Lanciano. E’ in pietra della Majella e raffigura una donna con un bambino fra le braccia, la gonna impigliata nel filo di ferro, che riesce a liberarsi e continuare il viaggio. Accanto una ruota, simbolo del viaggio, del cammino di un popolo. E’ il monumento al ‘Samudaripen’ inaugurato a Lanciano nel Parco delle Memorie, scultura realizzata da Tonino Santeusanio grazie a una raccolta fondi promossa, tramite un comitato internazionale, da Santino Spinelli, artista e docente universitario, ambasciatore della cultura Rom nel mondo.
Un monumento per ricordare, primo in Italia, la persecuzione razziale e lo sterminio di cinquecentomila fra Rom e Sinti in Italia e Germania tra 1935 e 1945. Spinelli è anche autore della poesia ‘Auschwitz’ (nelle lingue Romanì, italiano, inglese ed ebraico) sul basamento del Monumento, incisa su ceramica laertina donata dal Comune di Laterza (Taranto), città gemellata con Lanciano. La stessa poesia è sull’unico altro monumento al Samudaripen in Europa il Roma Memorial di Berlino.
“Inaugurare un monumento alla memoria dello sterminio di Rom e Sinti attuato dai nazisti è un atto dovuto e anzi giunge con troppo ritardo.
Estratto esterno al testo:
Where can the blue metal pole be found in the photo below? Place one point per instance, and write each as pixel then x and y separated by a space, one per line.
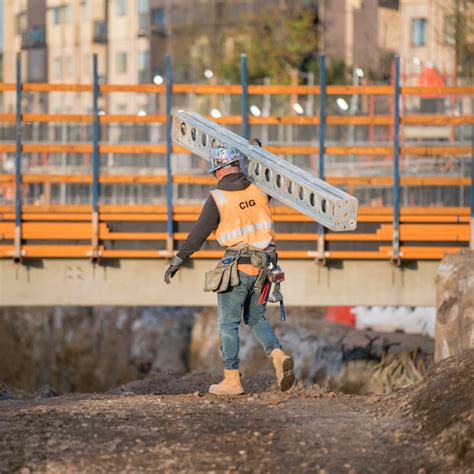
pixel 17 251
pixel 95 160
pixel 245 96
pixel 396 162
pixel 169 176
pixel 322 137
pixel 471 245
pixel 245 105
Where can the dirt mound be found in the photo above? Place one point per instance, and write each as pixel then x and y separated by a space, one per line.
pixel 171 383
pixel 442 405
pixel 10 393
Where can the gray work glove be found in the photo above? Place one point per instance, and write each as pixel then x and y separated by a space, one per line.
pixel 172 268
pixel 256 142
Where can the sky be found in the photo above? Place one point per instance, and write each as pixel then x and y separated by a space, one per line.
pixel 1 25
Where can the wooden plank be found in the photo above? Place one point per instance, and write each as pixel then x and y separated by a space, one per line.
pixel 43 87
pixel 435 90
pixel 437 120
pixel 268 120
pixel 8 118
pixel 141 88
pixel 132 118
pixel 207 89
pixel 206 180
pixel 196 208
pixel 359 90
pixel 282 150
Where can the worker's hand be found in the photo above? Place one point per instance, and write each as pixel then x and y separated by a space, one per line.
pixel 172 268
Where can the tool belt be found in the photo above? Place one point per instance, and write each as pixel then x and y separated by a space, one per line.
pixel 226 274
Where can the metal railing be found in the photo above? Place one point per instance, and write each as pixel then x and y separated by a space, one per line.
pixel 396 221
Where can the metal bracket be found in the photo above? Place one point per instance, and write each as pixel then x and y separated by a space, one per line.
pixel 275 176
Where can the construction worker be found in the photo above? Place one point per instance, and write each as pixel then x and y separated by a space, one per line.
pixel 240 215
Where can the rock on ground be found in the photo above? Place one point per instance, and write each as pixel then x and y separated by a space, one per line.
pixel 454 304
pixel 91 349
pixel 168 424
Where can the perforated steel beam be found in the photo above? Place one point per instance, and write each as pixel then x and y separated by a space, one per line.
pixel 282 180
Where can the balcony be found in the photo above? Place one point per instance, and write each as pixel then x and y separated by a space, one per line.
pixel 33 37
pixel 100 32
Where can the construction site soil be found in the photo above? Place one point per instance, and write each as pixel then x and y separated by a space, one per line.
pixel 169 423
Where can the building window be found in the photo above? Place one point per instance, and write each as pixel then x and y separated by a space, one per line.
pixel 120 7
pixel 121 62
pixel 58 67
pixel 67 13
pixel 143 60
pixel 36 65
pixel 20 23
pixel 68 64
pixel 157 16
pixel 449 29
pixel 87 65
pixel 418 31
pixel 142 6
pixel 56 15
pixel 85 10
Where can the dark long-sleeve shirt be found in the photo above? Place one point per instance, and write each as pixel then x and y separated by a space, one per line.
pixel 209 217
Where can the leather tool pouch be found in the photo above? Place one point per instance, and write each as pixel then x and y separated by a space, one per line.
pixel 222 277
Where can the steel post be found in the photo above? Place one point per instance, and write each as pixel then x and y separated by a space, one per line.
pixel 245 96
pixel 169 144
pixel 95 161
pixel 245 105
pixel 17 253
pixel 322 134
pixel 396 164
pixel 471 246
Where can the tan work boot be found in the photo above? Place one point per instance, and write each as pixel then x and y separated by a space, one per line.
pixel 284 369
pixel 229 386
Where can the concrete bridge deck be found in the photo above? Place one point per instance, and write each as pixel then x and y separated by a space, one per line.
pixel 136 282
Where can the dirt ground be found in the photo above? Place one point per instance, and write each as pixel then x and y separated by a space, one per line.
pixel 169 423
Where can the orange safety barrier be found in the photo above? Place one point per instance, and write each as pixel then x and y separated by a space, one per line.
pixel 73 223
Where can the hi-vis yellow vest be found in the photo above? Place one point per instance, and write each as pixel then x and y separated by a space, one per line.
pixel 245 218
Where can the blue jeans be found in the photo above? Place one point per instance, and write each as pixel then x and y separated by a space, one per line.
pixel 232 304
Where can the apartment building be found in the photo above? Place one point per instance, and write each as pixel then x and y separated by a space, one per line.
pixel 427 35
pixel 24 31
pixel 361 33
pixel 75 31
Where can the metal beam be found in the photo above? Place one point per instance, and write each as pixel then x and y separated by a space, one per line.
pixel 280 179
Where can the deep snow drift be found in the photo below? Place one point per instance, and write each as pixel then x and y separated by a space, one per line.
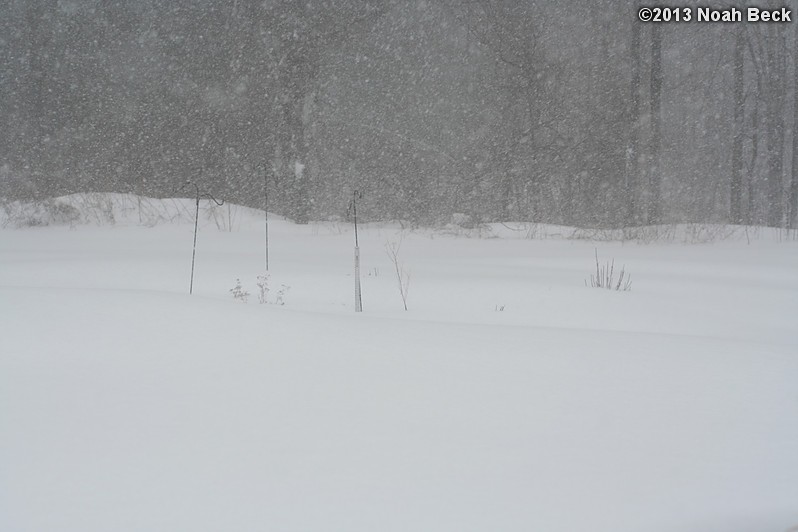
pixel 509 397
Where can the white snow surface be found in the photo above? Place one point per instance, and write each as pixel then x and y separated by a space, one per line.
pixel 510 397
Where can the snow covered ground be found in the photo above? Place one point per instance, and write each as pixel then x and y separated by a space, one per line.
pixel 510 397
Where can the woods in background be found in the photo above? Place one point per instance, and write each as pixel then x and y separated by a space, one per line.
pixel 577 114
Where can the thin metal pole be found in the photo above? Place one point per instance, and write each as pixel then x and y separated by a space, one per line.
pixel 194 251
pixel 266 211
pixel 358 298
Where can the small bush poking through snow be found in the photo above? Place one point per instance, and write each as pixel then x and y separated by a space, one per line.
pixel 238 292
pixel 263 288
pixel 280 299
pixel 605 277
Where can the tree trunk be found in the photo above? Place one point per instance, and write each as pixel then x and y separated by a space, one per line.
pixel 632 152
pixel 654 172
pixel 736 188
pixel 792 219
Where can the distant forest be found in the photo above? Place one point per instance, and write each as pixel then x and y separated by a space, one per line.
pixel 487 110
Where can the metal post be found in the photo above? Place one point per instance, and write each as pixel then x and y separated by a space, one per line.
pixel 196 228
pixel 266 211
pixel 358 299
pixel 194 251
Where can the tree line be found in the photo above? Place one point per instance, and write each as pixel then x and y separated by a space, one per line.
pixel 499 110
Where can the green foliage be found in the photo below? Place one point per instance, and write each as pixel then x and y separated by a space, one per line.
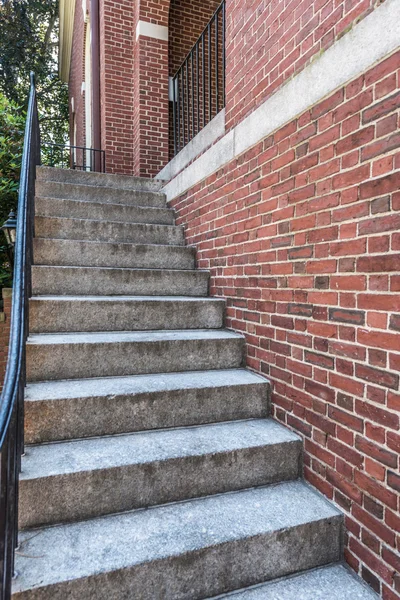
pixel 12 124
pixel 28 42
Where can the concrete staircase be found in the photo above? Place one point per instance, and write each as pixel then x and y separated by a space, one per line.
pixel 152 470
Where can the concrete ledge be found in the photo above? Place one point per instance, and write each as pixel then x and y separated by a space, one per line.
pixel 370 41
pixel 203 140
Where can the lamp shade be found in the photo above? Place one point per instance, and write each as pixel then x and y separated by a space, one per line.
pixel 10 228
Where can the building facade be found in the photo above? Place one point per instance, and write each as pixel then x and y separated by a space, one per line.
pixel 278 141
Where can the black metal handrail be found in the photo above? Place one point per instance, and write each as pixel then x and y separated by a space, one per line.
pixel 79 158
pixel 12 397
pixel 198 87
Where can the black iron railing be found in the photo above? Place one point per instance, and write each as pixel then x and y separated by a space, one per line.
pixel 12 397
pixel 73 157
pixel 198 88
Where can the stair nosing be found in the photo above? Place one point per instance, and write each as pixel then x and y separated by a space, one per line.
pixel 153 450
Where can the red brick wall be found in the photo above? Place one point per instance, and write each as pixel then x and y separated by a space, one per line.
pixel 301 235
pixel 77 77
pixel 5 317
pixel 268 42
pixel 117 84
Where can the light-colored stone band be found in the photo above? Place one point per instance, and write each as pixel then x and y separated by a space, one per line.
pixel 375 37
pixel 158 32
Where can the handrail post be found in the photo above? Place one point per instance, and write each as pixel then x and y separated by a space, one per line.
pixel 201 83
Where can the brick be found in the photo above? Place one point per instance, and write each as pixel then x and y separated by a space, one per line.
pixel 381 109
pixel 384 378
pixel 376 452
pixel 326 362
pixel 355 317
pixel 321 391
pixel 380 186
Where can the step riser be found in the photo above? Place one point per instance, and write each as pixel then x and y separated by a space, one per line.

La Shoah degli Ebrei e il Porrajmos dei popoli nomadi sono parte di uno stesso progetto disumano. Io ricordo, perché io c’ero”. Così la senatrice a vita Liliana Segre nel messaggio inviato a Lanciano dove oggi, nel Parco delle Memorie, davanti a Villa Sorge che fu campo di internamento, è stato inaugurato il primo monumento in Italia dedicato al ‘Samudaripen’, il genocidio di oltre mezzo milione di Rom e Sinti perpetrato nei campi di sterminio dal nazifascismo durante la Seconda guerra mondiale. Il messaggio è stato letto dal senatore Luigi Manconi, presidente dell’Ufficio nazionale antidiscriminazioni razziali (Unar), e applaudito dai tanti presenti. “C’ero in quei campi di sterminio in cui, insieme agli ebrei, anche altre minoranze vennero annientate. Tra queste, il gruppo più numeroso fu proprio quello degli appartenenti alle popolazioni dei Rom e Sinti. E dire che ad Auschwitz inizialmente la condizione dei prigionieri nel ‘lager degli zingari’ aveva suscitato la nostra invidia. Lì non erano stati separati, gli uomini dalle donne, gli abili al lavoro dagli inabili, e le famiglie vivevano unite nelle loro baracche, e avevano conservato anche i loro vestiti. Sentivamo le loro voci, le voci dei bambini, li consideravamo fortunati. Solo dopo capimmo cosa li aspettava. Ce ne accorgemmo una mattina in cui quei rumori non li sentimmo più e nelle loro baracche vuote regnava un silenzio spettrale”. “Durante la notte tutti, uomini, donne, bambini, vecchi – continua il messaggio di Liliana Segre – erano stati portati nelle camere a gas e sterminati. Chi ha vissuto tutto ciò non può non trovare scandaloso l’oblio che perlopiù è caduto sullo sterminio dei nomadi. Il monumento che oggi inaugurate è giunto troppo tardi e sicuramente è troppo poco, ma se serve a riprendere un cammino di memoria, di conoscenza e di coscienza costituirà comunque un primo passo importante e significativo”.